NOAA awards cooperative agreement to UNH/NOAA Joint Hydrographic Center

January 14, 2021 Maritime Safety News

NOAA’s Office of Coast Survey awarded a 5-year cooperative agreement to the University of New Hampshire for the continuation of the Joint Hydrographic Center. The Joint Hydrographic Center is a NOAA/University research and education partnership aimed at maintaining a world-leading center of excellence in hydrography and ocean mapping. The new award, which will begin in January 2021, will build on the work of the Center since its founding in 1999.

In announcing the award with New Hampshire’s congressional delegation on August 27, Senator Jeanne Shaheen, ranking member on the Commerce, Justice, Science and Related Agencies Appropriations subcommittee, noted, “The University of New Hampshire’s Joint Hydrographic Center is a national center of excellence that has deepened our understanding of the world’s oceans. The Center is making significant contributions to education, research and technological advances in ocean mapping and hydrographic sciences, and it’s important that this work continue to be funded.”

The Joint Hydrographic Center has had a long history of developing tools and techniques that had a major impact on the field of hydrography as well as educating many of the leaders in the field.  Over the last five years, the Center:

  • continued in the development of innovative new approaches to increase the efficiency and accuracy of ocean mapping data processing,
  • developed new approaches for calibrating mapping systems and extracting bathymetric data from satellite imagery,
  • pioneered the use of autonomous vehicles for hydrographic and other mapping applications,
  • developed tools to locate, visualize and quantify gas and oil seeps from the seafloor,
  • explored the use of ocean mapping data to better understand seafloor and fisheries habitat, and
  • developed innovative new approaches for visualizing, in both 3- and 4-D a range of oceanographic and ocean mapping data.

“I am thrilled that NOAA will continue its support for the Joint Hydrographic Center at the University of New Hampshire,” said Rear Admiral Shepard M. Smith, director of NOAA’s Office of Coast Survey. “This has been Coast Survey’s most important partnership in the past two decades as we have led the global hydrographic community in technology and advanced navigation services, and integrated these services across the ocean mapping community.”

Students from the Center recovering a seafloor grab sampler.
Students from the Center recovering a seafloor grab sampler during their capstone summer hydrographic field course.

In the next five years we expect the Joint Hydrographic Center to continue at the forefront of hydrographic and ocean mapping research and education, leading in the development of the tools and approaches for defining the next generation of hydrography and training the next generation of hydrographers and ocean mappers.  In line with Coast Survey’s strategic plan, our cooperative efforts at the Center will focus on three main themes:

  • Advance the Technology to Map U.S. Waters,
  • Advance the Technology for Digital Navigation Services, and
  • Develop and Advance Marine Geospatial and Soundscape Expertise.
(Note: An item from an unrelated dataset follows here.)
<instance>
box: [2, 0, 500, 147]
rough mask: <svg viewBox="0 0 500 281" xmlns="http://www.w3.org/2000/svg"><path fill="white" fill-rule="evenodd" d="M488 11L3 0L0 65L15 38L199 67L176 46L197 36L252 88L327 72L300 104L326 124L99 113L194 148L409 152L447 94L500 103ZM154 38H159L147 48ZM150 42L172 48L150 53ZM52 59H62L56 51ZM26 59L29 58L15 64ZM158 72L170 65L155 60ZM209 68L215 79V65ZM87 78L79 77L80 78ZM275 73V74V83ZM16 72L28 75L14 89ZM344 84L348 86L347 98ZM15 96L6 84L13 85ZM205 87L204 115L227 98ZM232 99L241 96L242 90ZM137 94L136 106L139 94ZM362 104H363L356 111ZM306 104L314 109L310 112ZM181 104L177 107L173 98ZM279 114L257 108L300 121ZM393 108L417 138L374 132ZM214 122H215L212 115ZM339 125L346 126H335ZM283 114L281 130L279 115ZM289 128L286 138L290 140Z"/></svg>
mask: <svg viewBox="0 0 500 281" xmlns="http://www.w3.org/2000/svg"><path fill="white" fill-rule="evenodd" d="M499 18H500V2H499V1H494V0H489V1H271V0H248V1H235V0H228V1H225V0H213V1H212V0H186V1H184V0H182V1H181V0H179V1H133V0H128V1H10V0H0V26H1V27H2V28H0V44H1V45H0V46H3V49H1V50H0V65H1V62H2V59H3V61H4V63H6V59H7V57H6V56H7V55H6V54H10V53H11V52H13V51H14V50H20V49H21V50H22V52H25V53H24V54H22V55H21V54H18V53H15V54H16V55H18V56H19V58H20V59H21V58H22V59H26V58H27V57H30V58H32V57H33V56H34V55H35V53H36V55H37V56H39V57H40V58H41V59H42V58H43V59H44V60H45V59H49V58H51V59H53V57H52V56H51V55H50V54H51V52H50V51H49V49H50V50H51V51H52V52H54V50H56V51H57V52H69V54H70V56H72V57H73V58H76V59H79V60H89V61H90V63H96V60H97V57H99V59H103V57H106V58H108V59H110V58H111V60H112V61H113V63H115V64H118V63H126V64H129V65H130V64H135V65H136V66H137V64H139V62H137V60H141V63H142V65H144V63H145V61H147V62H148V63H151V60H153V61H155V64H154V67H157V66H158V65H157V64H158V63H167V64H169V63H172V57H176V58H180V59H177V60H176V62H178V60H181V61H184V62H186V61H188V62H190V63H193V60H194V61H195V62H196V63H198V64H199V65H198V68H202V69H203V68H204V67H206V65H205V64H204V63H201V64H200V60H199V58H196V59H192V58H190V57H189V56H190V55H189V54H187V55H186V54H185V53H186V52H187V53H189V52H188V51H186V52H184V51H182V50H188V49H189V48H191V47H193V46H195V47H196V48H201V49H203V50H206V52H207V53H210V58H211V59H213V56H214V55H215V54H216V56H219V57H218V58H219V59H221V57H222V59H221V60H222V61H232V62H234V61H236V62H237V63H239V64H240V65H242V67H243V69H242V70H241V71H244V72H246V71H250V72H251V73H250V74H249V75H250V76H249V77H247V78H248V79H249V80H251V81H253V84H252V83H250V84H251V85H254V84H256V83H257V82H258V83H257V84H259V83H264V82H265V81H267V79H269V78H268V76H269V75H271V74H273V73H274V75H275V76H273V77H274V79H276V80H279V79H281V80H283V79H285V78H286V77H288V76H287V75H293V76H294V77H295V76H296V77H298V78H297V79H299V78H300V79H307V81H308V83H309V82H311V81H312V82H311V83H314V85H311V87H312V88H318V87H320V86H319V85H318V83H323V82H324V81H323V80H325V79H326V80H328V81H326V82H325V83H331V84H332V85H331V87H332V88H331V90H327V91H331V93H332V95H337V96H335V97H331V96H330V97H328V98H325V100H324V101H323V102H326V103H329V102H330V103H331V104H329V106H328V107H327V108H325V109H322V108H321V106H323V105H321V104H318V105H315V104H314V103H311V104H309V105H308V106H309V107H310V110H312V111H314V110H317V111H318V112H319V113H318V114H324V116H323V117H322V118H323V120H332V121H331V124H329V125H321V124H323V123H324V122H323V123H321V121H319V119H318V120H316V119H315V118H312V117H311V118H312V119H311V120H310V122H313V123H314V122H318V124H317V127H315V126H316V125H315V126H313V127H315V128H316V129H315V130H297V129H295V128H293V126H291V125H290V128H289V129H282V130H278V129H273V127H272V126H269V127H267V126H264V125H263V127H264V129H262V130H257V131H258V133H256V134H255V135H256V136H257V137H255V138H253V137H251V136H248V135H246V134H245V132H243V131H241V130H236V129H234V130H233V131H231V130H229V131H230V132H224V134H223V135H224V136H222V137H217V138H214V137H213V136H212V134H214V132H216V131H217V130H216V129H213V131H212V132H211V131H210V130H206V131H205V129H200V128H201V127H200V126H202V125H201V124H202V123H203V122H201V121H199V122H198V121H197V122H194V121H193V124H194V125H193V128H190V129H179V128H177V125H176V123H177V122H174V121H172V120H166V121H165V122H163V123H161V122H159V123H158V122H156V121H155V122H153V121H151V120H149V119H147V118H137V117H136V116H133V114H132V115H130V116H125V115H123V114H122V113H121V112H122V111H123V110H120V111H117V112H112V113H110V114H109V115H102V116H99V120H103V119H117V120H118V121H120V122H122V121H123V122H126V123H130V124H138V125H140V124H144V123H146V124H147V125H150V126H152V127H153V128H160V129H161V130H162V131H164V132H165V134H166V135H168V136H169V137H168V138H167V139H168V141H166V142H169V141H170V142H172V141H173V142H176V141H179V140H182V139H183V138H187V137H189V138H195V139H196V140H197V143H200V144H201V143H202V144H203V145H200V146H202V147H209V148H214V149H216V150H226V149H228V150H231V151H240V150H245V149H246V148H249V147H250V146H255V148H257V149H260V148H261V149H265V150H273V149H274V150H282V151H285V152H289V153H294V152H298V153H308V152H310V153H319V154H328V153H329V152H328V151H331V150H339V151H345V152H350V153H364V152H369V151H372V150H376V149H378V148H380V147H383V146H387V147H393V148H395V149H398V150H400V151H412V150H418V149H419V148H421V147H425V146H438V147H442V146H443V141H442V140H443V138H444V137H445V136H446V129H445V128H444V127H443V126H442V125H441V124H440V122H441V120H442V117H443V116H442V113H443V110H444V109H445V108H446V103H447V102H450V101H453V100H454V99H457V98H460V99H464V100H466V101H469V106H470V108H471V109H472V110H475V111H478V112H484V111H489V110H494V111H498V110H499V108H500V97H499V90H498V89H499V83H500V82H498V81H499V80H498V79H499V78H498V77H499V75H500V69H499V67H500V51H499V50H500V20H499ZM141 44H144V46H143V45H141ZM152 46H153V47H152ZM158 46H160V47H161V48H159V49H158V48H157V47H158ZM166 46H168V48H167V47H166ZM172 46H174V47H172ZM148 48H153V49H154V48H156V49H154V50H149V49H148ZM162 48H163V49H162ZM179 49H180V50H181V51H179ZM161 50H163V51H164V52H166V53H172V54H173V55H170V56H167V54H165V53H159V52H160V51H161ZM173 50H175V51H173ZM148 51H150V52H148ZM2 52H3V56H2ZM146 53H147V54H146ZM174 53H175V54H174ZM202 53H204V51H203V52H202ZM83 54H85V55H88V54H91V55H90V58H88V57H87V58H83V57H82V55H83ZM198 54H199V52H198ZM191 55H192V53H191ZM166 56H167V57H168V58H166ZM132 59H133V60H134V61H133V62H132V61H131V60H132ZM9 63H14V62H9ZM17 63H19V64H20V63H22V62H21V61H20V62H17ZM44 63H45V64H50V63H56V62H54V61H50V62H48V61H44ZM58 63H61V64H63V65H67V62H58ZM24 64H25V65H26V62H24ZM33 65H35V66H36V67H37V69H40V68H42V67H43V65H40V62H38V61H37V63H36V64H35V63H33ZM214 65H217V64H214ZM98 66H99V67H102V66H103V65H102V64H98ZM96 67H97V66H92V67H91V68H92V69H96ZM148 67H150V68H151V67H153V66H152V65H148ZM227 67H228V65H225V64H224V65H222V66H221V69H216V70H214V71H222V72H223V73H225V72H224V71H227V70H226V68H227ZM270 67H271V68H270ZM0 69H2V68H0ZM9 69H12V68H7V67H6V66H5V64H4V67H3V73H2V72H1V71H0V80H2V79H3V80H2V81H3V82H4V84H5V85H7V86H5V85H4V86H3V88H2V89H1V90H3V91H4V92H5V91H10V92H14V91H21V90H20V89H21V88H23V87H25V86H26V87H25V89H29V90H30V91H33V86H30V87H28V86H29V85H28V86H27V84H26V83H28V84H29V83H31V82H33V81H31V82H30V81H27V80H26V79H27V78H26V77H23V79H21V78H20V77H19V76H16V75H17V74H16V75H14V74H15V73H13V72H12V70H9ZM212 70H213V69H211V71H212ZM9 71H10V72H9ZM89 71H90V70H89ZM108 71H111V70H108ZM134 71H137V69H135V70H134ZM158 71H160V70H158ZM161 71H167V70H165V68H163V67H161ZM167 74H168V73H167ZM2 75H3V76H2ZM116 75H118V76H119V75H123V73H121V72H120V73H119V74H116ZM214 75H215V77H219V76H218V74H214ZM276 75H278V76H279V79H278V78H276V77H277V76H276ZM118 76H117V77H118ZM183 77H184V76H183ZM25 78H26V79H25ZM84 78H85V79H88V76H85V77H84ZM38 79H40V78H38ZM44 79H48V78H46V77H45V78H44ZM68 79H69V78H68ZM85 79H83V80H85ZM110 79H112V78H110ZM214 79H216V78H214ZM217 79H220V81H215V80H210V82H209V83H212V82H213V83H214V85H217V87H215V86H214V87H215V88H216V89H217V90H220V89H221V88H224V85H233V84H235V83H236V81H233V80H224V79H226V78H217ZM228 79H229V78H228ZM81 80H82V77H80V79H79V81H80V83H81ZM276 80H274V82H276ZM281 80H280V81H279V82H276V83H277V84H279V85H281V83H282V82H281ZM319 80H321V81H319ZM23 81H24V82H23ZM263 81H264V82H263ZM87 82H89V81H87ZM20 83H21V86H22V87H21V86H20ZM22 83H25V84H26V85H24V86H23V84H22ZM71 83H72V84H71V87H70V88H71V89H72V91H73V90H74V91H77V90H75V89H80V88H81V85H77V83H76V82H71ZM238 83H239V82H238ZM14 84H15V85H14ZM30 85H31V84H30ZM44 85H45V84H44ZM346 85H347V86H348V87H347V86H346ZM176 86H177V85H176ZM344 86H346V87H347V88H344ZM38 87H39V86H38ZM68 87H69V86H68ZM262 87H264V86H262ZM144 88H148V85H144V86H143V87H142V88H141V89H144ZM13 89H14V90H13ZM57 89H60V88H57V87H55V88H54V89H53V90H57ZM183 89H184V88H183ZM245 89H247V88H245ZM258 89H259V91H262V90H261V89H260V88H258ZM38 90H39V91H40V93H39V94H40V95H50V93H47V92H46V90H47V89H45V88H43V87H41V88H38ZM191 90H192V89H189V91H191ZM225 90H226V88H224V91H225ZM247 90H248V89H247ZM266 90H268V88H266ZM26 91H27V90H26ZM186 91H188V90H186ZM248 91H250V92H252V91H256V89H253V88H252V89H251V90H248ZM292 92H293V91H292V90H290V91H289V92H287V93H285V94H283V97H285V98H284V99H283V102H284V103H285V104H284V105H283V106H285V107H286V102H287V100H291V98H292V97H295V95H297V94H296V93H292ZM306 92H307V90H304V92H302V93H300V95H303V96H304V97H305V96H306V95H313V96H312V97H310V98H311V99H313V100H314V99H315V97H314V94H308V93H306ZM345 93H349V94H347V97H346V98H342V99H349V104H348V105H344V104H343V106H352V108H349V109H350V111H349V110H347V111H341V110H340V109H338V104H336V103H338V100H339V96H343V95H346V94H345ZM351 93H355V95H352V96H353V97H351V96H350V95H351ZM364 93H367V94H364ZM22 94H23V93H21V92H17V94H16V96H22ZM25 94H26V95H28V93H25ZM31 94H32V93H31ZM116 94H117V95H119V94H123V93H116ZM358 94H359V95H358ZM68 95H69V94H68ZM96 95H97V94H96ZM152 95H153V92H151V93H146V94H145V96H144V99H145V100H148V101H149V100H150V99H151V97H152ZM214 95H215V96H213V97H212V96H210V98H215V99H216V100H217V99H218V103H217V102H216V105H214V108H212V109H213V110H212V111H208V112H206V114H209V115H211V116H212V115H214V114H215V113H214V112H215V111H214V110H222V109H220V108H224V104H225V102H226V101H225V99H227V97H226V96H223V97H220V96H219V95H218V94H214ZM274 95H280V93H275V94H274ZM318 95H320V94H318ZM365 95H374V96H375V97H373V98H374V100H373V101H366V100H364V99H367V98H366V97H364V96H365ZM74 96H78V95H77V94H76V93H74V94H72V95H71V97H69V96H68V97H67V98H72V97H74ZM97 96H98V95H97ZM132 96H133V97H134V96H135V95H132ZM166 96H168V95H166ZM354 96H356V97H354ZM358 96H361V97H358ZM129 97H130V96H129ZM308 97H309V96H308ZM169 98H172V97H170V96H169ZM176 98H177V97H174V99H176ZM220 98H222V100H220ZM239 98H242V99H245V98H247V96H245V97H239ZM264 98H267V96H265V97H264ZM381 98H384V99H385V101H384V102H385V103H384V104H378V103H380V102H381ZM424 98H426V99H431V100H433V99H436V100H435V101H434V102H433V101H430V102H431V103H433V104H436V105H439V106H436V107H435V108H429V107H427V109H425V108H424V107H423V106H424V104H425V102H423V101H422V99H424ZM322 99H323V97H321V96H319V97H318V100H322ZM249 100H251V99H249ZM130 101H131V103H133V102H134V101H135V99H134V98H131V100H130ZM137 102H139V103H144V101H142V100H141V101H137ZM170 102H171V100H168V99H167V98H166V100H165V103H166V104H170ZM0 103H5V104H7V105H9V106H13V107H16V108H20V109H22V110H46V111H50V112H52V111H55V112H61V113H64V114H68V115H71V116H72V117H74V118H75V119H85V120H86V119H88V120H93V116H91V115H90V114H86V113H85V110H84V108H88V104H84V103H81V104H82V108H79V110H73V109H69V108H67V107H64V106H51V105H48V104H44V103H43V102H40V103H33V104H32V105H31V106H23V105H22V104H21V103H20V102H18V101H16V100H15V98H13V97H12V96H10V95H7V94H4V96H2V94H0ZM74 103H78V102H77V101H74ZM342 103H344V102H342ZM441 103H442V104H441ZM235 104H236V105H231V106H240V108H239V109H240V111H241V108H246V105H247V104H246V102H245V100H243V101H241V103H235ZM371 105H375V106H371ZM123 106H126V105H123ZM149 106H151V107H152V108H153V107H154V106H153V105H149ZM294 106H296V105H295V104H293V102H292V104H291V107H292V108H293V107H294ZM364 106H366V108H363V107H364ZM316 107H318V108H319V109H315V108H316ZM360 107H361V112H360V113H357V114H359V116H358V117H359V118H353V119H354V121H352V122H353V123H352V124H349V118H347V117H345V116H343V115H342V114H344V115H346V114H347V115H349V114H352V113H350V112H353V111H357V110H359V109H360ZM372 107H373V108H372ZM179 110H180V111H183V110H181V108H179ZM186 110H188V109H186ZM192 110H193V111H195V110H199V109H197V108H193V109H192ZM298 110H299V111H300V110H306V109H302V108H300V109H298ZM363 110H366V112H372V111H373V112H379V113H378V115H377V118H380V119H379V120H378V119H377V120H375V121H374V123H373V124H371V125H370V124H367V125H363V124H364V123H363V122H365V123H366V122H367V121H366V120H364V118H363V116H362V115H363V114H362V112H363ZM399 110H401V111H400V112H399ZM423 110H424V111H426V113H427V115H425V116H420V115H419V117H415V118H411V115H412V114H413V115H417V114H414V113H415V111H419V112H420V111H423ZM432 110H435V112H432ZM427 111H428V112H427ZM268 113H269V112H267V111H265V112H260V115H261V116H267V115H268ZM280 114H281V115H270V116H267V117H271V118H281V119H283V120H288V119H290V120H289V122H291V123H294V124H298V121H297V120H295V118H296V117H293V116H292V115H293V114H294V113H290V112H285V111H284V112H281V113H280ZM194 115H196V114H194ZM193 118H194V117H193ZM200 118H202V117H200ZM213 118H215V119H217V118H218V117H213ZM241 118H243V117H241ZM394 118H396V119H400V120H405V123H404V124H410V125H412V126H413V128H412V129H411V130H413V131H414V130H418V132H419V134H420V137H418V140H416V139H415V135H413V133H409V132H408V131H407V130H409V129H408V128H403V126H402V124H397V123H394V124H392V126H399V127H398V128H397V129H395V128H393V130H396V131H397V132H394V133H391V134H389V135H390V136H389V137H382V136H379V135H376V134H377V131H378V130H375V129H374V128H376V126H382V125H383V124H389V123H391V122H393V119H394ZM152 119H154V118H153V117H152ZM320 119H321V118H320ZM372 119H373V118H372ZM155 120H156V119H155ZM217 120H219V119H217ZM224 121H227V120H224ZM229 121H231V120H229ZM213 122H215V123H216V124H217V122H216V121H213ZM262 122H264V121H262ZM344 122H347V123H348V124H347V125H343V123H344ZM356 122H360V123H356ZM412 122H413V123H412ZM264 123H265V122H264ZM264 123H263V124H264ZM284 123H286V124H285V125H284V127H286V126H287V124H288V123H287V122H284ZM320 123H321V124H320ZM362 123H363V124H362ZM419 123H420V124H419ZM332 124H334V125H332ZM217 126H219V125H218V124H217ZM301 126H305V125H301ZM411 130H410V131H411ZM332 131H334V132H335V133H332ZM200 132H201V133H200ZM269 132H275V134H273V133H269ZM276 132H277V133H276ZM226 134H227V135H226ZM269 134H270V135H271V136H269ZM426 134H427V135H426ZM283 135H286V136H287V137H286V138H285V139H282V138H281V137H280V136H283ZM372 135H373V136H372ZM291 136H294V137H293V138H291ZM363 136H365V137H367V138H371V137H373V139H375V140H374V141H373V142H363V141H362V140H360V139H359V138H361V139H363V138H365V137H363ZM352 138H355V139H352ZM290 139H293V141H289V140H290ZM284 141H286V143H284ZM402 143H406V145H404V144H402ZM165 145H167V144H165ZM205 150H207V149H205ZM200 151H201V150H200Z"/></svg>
Projects under these themes will include making autonomous mapping vehicles and systems truly autonomous, taking advantage of artificial intelligence (AI) and machine learning (ML) tools to provide situational awareness for these un-crewed vessels and aerial drones, and developing “edge” processing software that will work on the vehicles to minimize the data that needs to be transmitted back to shore. We will look for new ways to work in and take advantage of the “cloud,” again using AI/ML techniques to increase the efficiency and the accuracy of our data processing approaches. We will also focus on the concept of “characterizing” the seafloor and the water column looking for techniques that will allow our echo sounders to help us determine “what” we are looking at.

The Joint Hydrographic Center's autonomous survey vessel BEN underway for autonomous mapping trials off Portsmouth New Hampshire.
The Joint Hydrographic Center’s autonomous survey vessel BEN underway for autonomous mapping trials off Portsmouth New Hampshire.

The Center will support the growing demand for precision navigation, investigating and developing novel, perceptually optimized visualization techniques for mariner-friendly display of modern navigational and oceanographic data products. Not only do these products include high-resolution bathymetry and shoreline, but also real-time and forecast water levels, ocean and estuary flow models from NOAA’s Operational Forecast Systems, AIS vessel traffic, and bridge air gap sensors. As part of this effort, the Center will investigate how to fit the visualizations within ECDIS standardized presentation modes and how to implement these techniques within ECDIS/PPU systems while simultaneously providing supplemental visual analysis tools to support decision making. Extending the mode in which these tools may be utilized we will also explore the use of augmented reality (AR) to provide heads-up navigational information to mariners.

The Joint Hydrographic Center’s most lasting contribution may be the new generation of hydrographers, ocean mappers, and ocean data scientists who are educated in the program.  Since its founding, the center has awarded 183 graduate degrees and graduate certificates to students from the United States and 50 other countries, many of which are taking leading roles in the international hydrographic community.